Collaborate: The only way that the original trail succeeded was through the collaboration of multiple jurisdictions, organizations, and individuals. As the Seaway Trail has expanded to its full 500-mile length across New York and Pennsylvania, collaborations have developed between the two states, among various public and private entities, and with several federal agencies and departments. Overall success has come about largely through these cooperative efforts.

Find the Fit between the Community and Tourism: Towns and hamlets all along the Seaway Trail embraced tourism from both pride and economic standpoints. For communities that thought they had nothing to offer visitors, the trail emboldened them to turn to their natural and manmade histories and develop tourism infrastructure as well as attractions. In Sackets Harbor, new restaurants and shops handle the influx of visitors.

Make Sites and Programs Come Alive: Activities that celebrate the trail’s natural wonders, such as fishing, boating, agritourism and bird watching, are enhanced by Seaway Trail guidebooks. While at the many historic sites along the route, interpreters and reenactors demonstrate 18th and 19th century ways of life, ranging from Colonial infantry drills to 19th century style gardening.

Focus on Quality and Authenticity: The Seaway Trail contains myriad authentic resources from coastal wildlife habitats to scenic vistas, forests to farms, and historic architecture to cultural activities from a diverse international population. From marketing materials and trailblazing signs to official guidebooks and Journey, the trail’s annual periodical, the Seaway Trail’s assets are represented to the public with excellence.

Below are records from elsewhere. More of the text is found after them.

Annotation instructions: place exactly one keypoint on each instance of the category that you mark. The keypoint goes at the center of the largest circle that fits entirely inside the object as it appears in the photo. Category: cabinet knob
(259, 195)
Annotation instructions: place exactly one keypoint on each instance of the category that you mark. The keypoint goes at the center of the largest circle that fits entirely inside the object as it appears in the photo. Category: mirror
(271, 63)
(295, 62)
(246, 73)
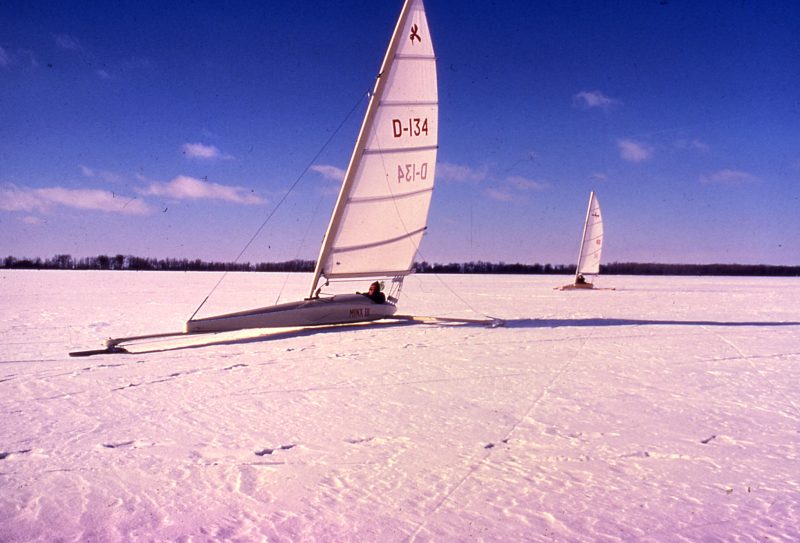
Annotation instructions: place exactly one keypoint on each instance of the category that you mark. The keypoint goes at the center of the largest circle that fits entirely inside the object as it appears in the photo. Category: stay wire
(417, 251)
(283, 199)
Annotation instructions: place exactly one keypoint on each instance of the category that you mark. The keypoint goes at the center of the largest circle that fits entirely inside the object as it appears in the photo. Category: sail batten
(379, 151)
(382, 209)
(376, 243)
(370, 199)
(592, 240)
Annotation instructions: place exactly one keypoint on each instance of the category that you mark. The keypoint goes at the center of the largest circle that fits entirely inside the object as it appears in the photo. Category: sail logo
(414, 29)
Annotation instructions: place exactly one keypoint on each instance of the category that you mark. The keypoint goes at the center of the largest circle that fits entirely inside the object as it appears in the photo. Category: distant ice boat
(591, 247)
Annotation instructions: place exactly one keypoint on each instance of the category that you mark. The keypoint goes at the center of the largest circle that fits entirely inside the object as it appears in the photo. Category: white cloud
(523, 183)
(13, 198)
(728, 177)
(460, 174)
(184, 187)
(598, 176)
(695, 145)
(329, 172)
(70, 43)
(593, 99)
(203, 152)
(634, 151)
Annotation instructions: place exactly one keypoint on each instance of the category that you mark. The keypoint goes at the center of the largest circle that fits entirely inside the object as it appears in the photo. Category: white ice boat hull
(339, 309)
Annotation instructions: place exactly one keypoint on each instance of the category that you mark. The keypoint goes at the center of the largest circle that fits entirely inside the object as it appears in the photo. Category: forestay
(382, 209)
(592, 244)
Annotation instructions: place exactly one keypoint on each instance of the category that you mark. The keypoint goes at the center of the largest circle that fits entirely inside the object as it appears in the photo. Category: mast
(583, 235)
(358, 150)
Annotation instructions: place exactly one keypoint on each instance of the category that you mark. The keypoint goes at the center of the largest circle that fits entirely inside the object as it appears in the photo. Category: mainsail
(592, 241)
(382, 209)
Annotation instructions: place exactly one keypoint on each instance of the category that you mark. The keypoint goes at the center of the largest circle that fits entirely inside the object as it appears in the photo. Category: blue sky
(172, 129)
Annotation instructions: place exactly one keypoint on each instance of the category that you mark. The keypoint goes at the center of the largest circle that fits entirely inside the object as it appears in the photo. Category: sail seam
(406, 103)
(378, 243)
(405, 56)
(370, 199)
(380, 151)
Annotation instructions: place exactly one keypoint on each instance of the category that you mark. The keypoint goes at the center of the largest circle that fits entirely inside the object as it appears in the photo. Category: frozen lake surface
(665, 410)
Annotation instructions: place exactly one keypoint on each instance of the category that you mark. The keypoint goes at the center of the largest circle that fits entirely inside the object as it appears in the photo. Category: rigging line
(283, 199)
(405, 228)
(301, 245)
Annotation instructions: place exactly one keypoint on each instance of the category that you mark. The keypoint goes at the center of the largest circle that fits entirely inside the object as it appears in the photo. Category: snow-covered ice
(665, 410)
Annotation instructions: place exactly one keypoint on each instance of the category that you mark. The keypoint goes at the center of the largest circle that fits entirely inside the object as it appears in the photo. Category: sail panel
(391, 258)
(387, 192)
(592, 247)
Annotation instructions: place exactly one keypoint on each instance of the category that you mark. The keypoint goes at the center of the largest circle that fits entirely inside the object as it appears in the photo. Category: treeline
(135, 263)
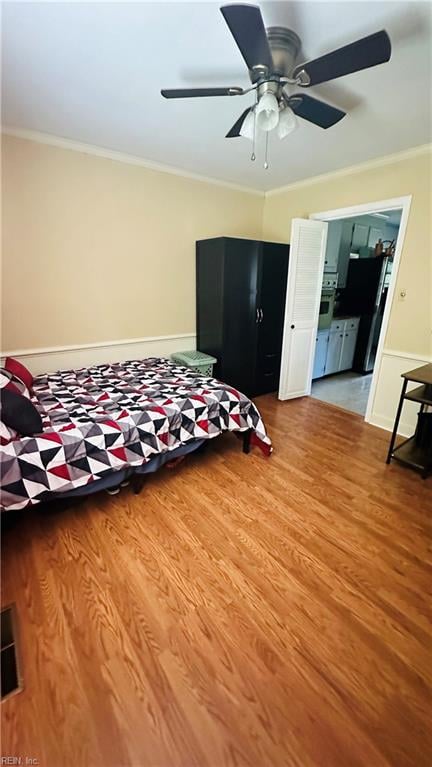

Preserve and Protect Resources: By drawing attention to the area's vast natural and manmade resources, Seaway Trail has urged and promoted their preservation. Public and private organizations and individual citizens all along the 454-mile trail in New York have taken measures to preserve and protect resources ranging from lighthouses to wildlife refuges, and War of 1812 forts to swamps and wetlands. Leading by example, the Seaway Trail undertook the rehabilitation of the 1817 Union Hotel in Sackets Harbor's main square for use as offices and an information center.